MK: Ibu Kota Negara Tetap Jakarta

Sedang Trending 49 menit yang lalu

MAHKAMAH Konstitusi menolak permohonan gugatan uji materi Undang-Undang Nomor 3 Tahun 2022 tentang Ibu Kota Negara atau UU IKN. Putusan ini dituangkan Mahkamah dalam perkara Nomor 71/PUU-XXIV/2026 bertarikh, Selasa, 12 Mei 2026.

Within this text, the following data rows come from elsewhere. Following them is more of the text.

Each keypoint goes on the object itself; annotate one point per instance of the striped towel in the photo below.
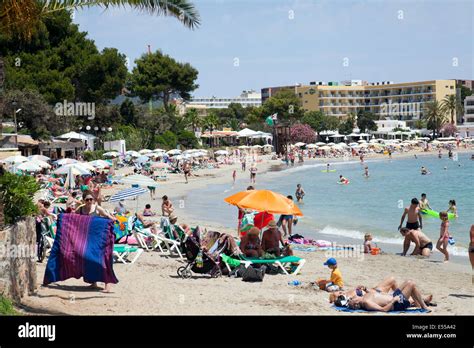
(83, 247)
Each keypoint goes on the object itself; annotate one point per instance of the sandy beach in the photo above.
(152, 287)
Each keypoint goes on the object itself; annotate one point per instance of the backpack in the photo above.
(251, 274)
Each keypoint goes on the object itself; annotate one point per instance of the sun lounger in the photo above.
(123, 251)
(281, 262)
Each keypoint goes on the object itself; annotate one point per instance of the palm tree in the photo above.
(20, 18)
(451, 105)
(435, 116)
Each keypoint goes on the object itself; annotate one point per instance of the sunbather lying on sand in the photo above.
(397, 301)
(387, 286)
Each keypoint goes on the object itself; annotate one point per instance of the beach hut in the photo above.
(174, 152)
(111, 154)
(64, 161)
(29, 167)
(132, 153)
(15, 159)
(39, 157)
(73, 168)
(140, 180)
(100, 164)
(40, 163)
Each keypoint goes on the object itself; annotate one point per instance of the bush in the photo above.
(93, 155)
(6, 307)
(16, 194)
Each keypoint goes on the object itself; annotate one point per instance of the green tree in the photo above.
(193, 119)
(167, 139)
(284, 103)
(434, 116)
(451, 105)
(187, 139)
(346, 127)
(366, 121)
(36, 116)
(233, 124)
(157, 76)
(127, 110)
(465, 92)
(21, 18)
(103, 77)
(16, 192)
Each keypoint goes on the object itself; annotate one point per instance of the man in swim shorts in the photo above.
(471, 250)
(414, 214)
(398, 301)
(424, 203)
(423, 245)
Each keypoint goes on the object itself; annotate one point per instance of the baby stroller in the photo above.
(200, 261)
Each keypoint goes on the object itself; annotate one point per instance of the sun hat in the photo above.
(254, 230)
(272, 224)
(330, 262)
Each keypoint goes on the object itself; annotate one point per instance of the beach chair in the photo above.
(141, 234)
(122, 252)
(162, 175)
(171, 236)
(280, 262)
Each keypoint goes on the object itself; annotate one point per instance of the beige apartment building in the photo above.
(387, 100)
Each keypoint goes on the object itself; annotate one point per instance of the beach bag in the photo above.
(252, 274)
(271, 269)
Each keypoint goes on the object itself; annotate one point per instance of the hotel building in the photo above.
(387, 100)
(246, 98)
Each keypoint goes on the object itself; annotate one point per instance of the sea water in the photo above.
(366, 205)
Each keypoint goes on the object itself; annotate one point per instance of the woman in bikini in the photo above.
(443, 240)
(471, 250)
(250, 243)
(89, 208)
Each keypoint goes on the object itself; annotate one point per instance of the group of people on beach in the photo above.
(412, 232)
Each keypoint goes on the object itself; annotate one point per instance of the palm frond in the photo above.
(183, 10)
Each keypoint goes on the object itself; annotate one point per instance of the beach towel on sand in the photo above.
(83, 247)
(408, 311)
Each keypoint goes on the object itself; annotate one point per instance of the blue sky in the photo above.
(251, 44)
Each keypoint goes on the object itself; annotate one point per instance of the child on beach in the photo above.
(367, 243)
(166, 207)
(335, 283)
(452, 208)
(442, 244)
(147, 211)
(299, 193)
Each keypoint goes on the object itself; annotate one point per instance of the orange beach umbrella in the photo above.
(264, 200)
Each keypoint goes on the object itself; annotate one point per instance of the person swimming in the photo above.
(343, 180)
(366, 172)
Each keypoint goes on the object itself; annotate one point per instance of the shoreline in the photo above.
(459, 261)
(151, 285)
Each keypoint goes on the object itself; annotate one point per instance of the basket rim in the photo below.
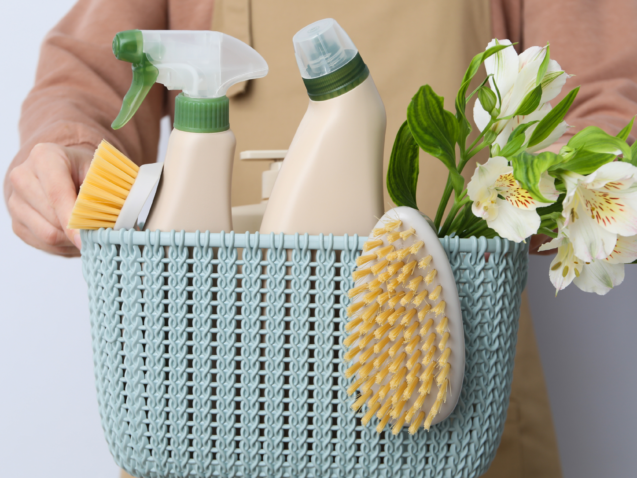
(276, 241)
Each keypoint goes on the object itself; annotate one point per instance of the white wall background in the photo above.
(49, 423)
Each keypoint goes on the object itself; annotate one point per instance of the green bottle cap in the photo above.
(338, 82)
(202, 115)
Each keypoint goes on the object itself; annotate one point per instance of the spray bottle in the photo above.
(194, 192)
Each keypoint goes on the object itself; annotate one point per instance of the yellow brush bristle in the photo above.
(359, 274)
(414, 283)
(354, 291)
(376, 268)
(442, 326)
(407, 298)
(369, 245)
(401, 355)
(408, 233)
(393, 237)
(393, 302)
(435, 293)
(380, 253)
(424, 263)
(108, 182)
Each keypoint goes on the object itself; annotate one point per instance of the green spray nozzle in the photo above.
(128, 46)
(203, 64)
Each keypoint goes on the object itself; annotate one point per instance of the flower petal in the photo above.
(524, 83)
(613, 212)
(556, 134)
(513, 223)
(503, 66)
(590, 240)
(508, 188)
(552, 83)
(625, 251)
(532, 53)
(565, 266)
(613, 176)
(481, 187)
(506, 128)
(547, 187)
(600, 277)
(552, 244)
(480, 115)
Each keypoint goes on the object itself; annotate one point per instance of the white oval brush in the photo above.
(406, 340)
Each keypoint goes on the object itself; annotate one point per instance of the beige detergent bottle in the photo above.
(331, 178)
(194, 191)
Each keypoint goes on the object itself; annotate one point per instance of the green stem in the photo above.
(459, 219)
(458, 203)
(443, 203)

Scroll ke bawah untuk melanjutkan membaca

Hakim Konstitusi Adies Kadir mengatakan, setelah Mahkamah membaca dalil pemohon beserta alat bukti yang diajukan dalam pengujian materi Pasal 39 ayat (1) UU IKN, Nusantara secara legal dan politik telah ditetapkan sebagai Ibu kota Negara.

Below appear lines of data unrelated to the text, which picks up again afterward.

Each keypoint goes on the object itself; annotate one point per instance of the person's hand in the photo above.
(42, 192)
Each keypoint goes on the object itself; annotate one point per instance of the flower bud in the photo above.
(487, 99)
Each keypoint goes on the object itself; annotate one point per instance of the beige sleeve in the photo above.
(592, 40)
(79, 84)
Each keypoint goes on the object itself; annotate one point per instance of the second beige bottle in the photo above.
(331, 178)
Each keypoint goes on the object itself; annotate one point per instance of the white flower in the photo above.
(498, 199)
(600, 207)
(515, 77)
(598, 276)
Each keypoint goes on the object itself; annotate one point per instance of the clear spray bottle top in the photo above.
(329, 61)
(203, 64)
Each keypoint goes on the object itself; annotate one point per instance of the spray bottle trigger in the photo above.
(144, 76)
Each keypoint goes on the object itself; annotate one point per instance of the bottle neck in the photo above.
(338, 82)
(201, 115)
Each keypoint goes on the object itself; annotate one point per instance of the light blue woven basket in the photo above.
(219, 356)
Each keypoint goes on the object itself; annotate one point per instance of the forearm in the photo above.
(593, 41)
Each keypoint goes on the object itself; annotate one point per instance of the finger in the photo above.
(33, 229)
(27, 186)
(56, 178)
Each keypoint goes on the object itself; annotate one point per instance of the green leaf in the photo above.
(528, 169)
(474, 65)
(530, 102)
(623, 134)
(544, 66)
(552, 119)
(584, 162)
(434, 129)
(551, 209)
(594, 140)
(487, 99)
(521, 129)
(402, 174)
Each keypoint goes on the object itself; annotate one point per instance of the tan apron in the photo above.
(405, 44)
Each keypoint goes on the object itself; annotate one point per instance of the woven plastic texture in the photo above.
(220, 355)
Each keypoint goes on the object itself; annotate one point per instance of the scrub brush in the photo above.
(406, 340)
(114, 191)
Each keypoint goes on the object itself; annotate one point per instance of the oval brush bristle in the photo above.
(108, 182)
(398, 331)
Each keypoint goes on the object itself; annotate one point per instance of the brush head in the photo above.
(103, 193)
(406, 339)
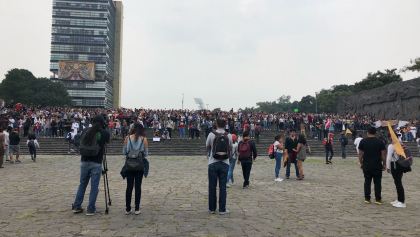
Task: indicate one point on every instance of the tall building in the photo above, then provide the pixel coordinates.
(86, 52)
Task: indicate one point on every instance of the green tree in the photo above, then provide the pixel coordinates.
(377, 79)
(307, 104)
(414, 67)
(21, 86)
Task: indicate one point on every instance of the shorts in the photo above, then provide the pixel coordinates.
(14, 149)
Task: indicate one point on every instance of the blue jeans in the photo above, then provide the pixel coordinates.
(288, 167)
(278, 158)
(92, 171)
(232, 163)
(217, 172)
(182, 133)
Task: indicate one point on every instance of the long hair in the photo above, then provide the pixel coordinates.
(97, 126)
(138, 131)
(91, 133)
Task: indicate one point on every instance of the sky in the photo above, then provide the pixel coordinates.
(232, 53)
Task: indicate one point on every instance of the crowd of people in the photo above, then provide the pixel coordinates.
(230, 139)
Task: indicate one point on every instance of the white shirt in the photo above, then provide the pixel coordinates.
(209, 143)
(357, 142)
(391, 156)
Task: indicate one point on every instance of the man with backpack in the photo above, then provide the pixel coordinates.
(219, 149)
(344, 141)
(92, 150)
(247, 153)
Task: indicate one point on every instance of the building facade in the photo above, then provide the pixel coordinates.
(86, 50)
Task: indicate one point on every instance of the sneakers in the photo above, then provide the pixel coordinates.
(77, 210)
(394, 202)
(222, 213)
(278, 180)
(378, 202)
(399, 205)
(90, 213)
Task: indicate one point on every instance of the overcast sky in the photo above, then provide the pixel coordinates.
(232, 53)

"Namun, proses pemindahan masih menunggu Keputusan Presiden," kata Adies saat membacakan pertimbangan putusan, dilihat Tempo dalam rekaman siaran pembacaan putusan Mahkamah, Rabu, 13 Mei 2026.

Dengan demikian, Adies melanjutkan, selama keputusan presiden soal pemindahan Ibu Kota Negara dari Jakarta ke IKN belum ditetapkan maka Ibu kota tetap berkedudukan di Jakarta.

Kemudian, kata dia, dalil pemohon ihwal Pasal 2 ayat (1) UU Nomor 2 Tahun 2024 yang dinilai tak sinkron dengan norma Pasal 39 ayat (1) UU IKN, sehingga menimbulkan keadaan kekosongan status Ibu Kota Negara harus dimaknai dan dibaca dalam kaitannya dengan norma Pasal 73 UU Nomor 2 Tahun 2024.

Adapun, in casu Pasal 2 ayat (1) UU Nomor 2 Tahun 2024 yang menyatakan perubahan penamaan Provinsi DKI Jakarta menjadi Provinsi Daerah Khusus Jakarta.

Dalam Pasal 73 UU Nomor 2 Tahun 2024, Adies mengatakan, disebutkan jika ketentuan UU ini mulai berlaku pada saat ditetapkan Keputusan Presiden mengenai pemindahan Ibu Kota Negara dari Jakarta ke Nusantara oleh Presiden.

Berdasarkan pertimbangan hukum a quo, Mahkamah berpendapat tanpa penafsiran terhadap Pasal 39 ayat (1) UU IKN, dalil pemohon yang pada pokoknya menyatakan norma Pasal 39 ayat (1) UU IKN bertentangan dengan Pasal 1 ayat (3) dan Pasal 28D ayat (1) konstitusi, adalah tidak beralasan menurut hukum.

"Menolak permohonan pemohon untuk seluruhnya," kata Ketua Mahkamah, Suhartoyo.